By Emmett Brennan

Six years ago I walked 200 miles through Payahuunadu (the Owens Valley, Eastern Sierras, California). I was participating in the second year of Walking Water. What a reverent group that was! Such a deep and shared care for water. I ended up learning a lot from them and that Valley.

The story of Payahuunadu and the quality of heart I found in those walkers was actually quite confronting. I’d just begun shooting a film about water and was immediately prodded to go deeper. To get closer. It took years to understand this, but my intention to create a transformational film would only succeed insofar as I myself was changed. My hardened heart needed to be truly touched by what I would eventually package for others.

This meant slowing down and expanding my perception of things. Going slow enough to notice the subtle things – the vast things. Slow enough to track the memories of a land and its people, its yearnings and celebrations, its wails and screams. And slow enough to simply gaze out… to contemplate the water that weaves together this show of forms.

The pace I’m speaking about is one of the gifts this pilgrimage offered, and it’s one of the reasons Walking Water has had such an important influence on my life and film. It’s contributed greatly to the continued dismembering of everything that keeps me feeling separate.
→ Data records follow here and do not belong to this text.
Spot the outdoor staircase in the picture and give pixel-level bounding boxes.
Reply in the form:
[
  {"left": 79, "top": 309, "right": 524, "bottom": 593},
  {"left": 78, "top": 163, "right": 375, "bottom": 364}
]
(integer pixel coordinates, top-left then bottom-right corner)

During a gentle reflection on some of these learnings, I began writing a poem. Here’s a current draft. It speaks of circles. You’ll find a few words on the film and it’s current status afterwards.

Thank you.

“Like a wave that pulses briefly into form,
life seems to froth and fold
into itself.

When the Unseen leaps
with spirited presence
into the domain of shapes,
the fiddlehead is unfurled.
It’s many arms are cast wide
with a performative longing that expresses
what’s never been.

And when the curtains close –
when the fern has crested into glory –
it is relieved of animation,
bowed down
and consumed by the roiling foam around it.

There is a gift in this going.

These discards of death,
the apparently seen and world-bound stuff
that remains when a wave returns home,
these remnants make our land thick
with fertility.

Flower dresses
shortly adorned
and softly undone
are draped to the floor
and kicked into the devouring spray
of a million wriggling critters
who make wombs of dead things.

You might say
the world is like a scattering of
in the intimacy of giving
become beckoning homes
for the knocking spirit.

To die into life
is to offer these fragments over to another.
to come together in conception
and make multitudes of one.

So it is
that an early ocean flicker
could drench the planet green…

is the enduring
that bends our world towards
And we of the human-kind
hold sway.

If lifting waves
were scooped up
and denied return,
soon the oceans would still.
Soon they would empty.

The same is true of life:
it’s the touch of return
that prods the ongoing.

So let us
encourage the ephemeral flutterings of form
to round back.
And let the hearts of our hands
for frayed and broken circles –
for the flattening influence
of humanity.

It’s here begins the mend.”

The film I’ve alluded to is called Reflection: a walk with water. It’s a feature length doc that looks at the weirding and eroding climate through the lens of water (and our relationship to it). Importantly, the film attempts to point towards pathways for healing. Walking Walking plays a significant role in the telling of this story and I’m forever grateful to them for all their support along the way.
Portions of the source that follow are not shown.